Os leitores pagarão para ler notícias na internet, mas apenas se o conteúdo for único, “uma experiência premium”. Não se trata de teoria. Quem afirma isso é o diretor de redação do The Wall Street Journal e editor-chefe do Dow Jones & Company, o australiano Robert Thompson. Em dois anos nas funções, Thompson e sua equipe foram na contramão das quedas de vendas de jornais impressos nos Estados Unidos e aumentaram a audiência do site – cobrando por isso. Thompson veio ao Rio para falar no 8º Congresso Brasileiro de Jornais.

A maior parte do conteúdo no site do Wall Street Journal é fechada para os não-assinantes. “A maior parte está ‘atrás do muro’. O bom disso é que você pode mover esse ‘muro’ como quiser. Se acreditamos em jornalismo temos de gerar bastante recurso para investir em jornalismo. Há uma tentativa de se buscar uma grande audiência, apenas. Mas muitas vezes essa audiência não rende dinheiro, e, ao contrário, custa dinheiro. É preciso ser realista, em vez de se buscar cegamente audiência”, afirmou.

Hoje, a operação digital do tradicional Wall Street Journal já responde por cerca de 35% da receita do grupo. “Obviamente está subindo”, diz Thompson.

A grande vantagem do Wall Street Journal em relação a outros meios é que se trata de um conteúdo essencialmente voltado para negócios, e que frequentemente as informações publicadas fazem real diferença na vida – ao menos nas finanças – dos seus leitores. Nesse caso, uma matéria ou informação é um investimento, que pode significar dólares. “É mais fácil quando se trabalha em um jornal voltado para os negócios”, explicou.

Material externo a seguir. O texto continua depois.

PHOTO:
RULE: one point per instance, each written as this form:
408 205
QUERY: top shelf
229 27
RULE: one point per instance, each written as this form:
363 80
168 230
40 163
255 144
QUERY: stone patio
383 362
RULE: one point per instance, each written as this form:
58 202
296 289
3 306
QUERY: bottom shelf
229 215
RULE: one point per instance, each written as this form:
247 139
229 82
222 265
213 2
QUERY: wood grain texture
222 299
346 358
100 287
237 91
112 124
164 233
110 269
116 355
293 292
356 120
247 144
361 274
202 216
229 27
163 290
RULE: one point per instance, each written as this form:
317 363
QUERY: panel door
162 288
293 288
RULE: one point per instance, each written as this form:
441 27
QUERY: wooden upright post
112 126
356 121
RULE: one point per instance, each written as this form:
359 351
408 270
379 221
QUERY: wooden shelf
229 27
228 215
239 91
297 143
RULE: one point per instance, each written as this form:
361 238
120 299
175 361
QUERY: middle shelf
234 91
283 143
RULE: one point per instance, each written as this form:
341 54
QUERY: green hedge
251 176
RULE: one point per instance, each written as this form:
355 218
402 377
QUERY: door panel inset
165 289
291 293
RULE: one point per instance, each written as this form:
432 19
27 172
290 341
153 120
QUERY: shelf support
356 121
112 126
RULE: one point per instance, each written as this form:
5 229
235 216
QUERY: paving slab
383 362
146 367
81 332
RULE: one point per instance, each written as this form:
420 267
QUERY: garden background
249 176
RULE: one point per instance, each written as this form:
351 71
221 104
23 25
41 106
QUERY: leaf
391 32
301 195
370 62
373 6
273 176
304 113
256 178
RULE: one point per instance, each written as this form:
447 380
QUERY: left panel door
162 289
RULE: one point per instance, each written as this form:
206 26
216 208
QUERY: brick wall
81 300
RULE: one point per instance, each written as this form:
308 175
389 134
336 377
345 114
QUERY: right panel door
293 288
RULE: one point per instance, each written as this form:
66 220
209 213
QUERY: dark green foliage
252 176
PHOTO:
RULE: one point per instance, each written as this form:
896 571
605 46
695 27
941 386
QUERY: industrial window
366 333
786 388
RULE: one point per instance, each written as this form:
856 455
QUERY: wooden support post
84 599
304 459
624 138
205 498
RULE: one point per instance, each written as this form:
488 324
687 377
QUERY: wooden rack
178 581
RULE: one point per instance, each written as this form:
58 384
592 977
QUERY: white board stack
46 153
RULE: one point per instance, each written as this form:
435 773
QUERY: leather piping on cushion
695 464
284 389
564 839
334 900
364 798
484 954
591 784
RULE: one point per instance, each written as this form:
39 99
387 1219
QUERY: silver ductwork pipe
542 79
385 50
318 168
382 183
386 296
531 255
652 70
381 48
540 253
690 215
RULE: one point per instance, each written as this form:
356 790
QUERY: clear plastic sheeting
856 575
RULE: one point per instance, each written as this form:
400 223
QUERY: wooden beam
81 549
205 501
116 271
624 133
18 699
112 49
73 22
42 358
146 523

Falando a donos e executivos de jornais do Brasil, Thopmson foi otimista quanto ao futuro do papel e disse que a essência do jornalismo não mudou e a receita de sucesso, em qualquer plataforma, é “ter uma redação qualificada, que produza conteúdo único”. “A base do jornalismo continua a mesma: integridade e precisão. O jornalismo tem de ser socialmente relevante, e tem se tornado irrelevante em algumas partes do mundo.”

Para fazer a circulação do Journal subir 20% nos últimos seis meses, a empresa está investindo em compras casadas de conteúdo, dando descontos para quem faz pacotes como jornal + internet, ou jornal + (leitura em) iPad, por exemplo.

“É preciso encorajar o leitor a comprar dois produtos e não um ou outro. Por US% 40 ou US$ 50 a mais você os faz ler mais em duas plataformas. É preciso monitorar atentamente aquilo por que as pessoas estão dispostas a pagar. Não deveríamos estar tão deprimidos”, afirmou.